U.S. Particle Accelerator School
VUV and X-ray Free Electron Lasers
Sponsoring University:
Texas A&M University
Course Name:
VUV and X-ray Free Electron Lasers
Instructors:
Dinh Nguyen, SLAC National Accelerator Laboratory and Petr Anisimov, Los Alamos National Laboratory; Nicole Neveu, SLAC National Accelerator Laboratory
Purpose and Audience
This one-week course introduces the physics of coherent radiation generation in a free electron laser (FEL) driven by RF linac and operating in the vacuum ultraviolet (VUV) and x-ray regions.

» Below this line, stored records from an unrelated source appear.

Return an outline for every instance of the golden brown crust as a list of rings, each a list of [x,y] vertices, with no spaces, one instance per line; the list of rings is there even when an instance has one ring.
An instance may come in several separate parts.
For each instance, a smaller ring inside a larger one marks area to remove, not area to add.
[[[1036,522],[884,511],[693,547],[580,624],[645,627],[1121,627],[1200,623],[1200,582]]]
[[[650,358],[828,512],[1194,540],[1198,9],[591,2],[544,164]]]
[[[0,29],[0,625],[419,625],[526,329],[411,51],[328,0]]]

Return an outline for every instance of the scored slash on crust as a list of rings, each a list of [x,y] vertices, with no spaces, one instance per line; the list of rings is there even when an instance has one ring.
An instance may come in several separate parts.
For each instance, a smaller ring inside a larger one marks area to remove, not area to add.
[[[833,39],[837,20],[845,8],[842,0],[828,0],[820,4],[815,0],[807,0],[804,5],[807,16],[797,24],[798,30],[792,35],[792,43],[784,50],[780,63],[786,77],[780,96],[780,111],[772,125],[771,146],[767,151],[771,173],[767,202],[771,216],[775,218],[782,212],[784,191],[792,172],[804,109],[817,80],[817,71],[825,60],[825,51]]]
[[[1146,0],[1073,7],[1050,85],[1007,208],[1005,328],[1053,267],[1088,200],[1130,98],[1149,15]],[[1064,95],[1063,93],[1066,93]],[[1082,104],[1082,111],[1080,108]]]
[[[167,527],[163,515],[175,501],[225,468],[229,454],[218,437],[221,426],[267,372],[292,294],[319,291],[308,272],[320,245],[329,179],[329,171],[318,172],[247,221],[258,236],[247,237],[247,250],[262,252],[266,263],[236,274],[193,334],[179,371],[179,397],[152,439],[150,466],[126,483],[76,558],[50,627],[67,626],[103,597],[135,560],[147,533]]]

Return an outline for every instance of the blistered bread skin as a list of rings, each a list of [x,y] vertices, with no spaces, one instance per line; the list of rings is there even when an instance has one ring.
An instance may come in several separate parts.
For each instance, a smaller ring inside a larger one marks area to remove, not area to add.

The topics to be discussed include high-brightness electron beam generation and acceleration, bunch compression, incoherent undulator radiation, coherent radiation in an FEL, self-amplified spontaneous emission (SASE), Bragg crystal monochromatization, self-seeding, Regenerative Amplifiers (RAFEL) and XFEL Oscillators (XFELO), as well as various harmonic generation techniques.
Prerequisites
Upper division undergraduate courses in classical mechanics and in electromagnetism (at the level of "Introduction to Electrodynamics" by David J. Griffiths).
It is the responsibility of the student to ensure that they meet the course prerequisites or have equivalent experience.
Objectives
The purpose of this course is to introduce students, scientists and technologists to the physics of VUV and x-ray free-electron lasers (XFEL) driven by radio-frequency linear accelerators. Upon completion of this course, the students are expected to 1) understand the working principles of an FEL, 2) know the main components, such as the photoinjector, bunch compressor, RF linac and undulators, of a modern x-ray FEL, 2) become familiar with different radiation generating techniques (SASE, seeded SASE, regenerative amplifier, XFELO, harmonic generation, EEHG, etc.) and 3) be able to analyze and compare different VUV and XFEL configurations in terms of electron beam requirements and FEL performance. They will also learn the contemporary techniques of generating femtosecond x-ray pulses at high repetition rates with x-ray FELs driven by superconducting linac.
Instructional Method
The course consists of the morning lectures on FEL course materials and simulations, and afternoon laboratory for computer simulations using both one-dimensional and three-dimensional FEL codes. Help sessions are available in the evening to explain the homework assignments and to help with the computer lab work.
Course Content
- Introduction: properties of radiation, motions in an undulator, undulator radiation, harmonics, spectral brightness, interaction of electrons with the ponderomotive wave, motion in phase-space, energy and density modulations, coherent bunched beam radiation, self-amplified spontaneous emission, start-up noise, exponential gain, saturation, spectral and coherence properties.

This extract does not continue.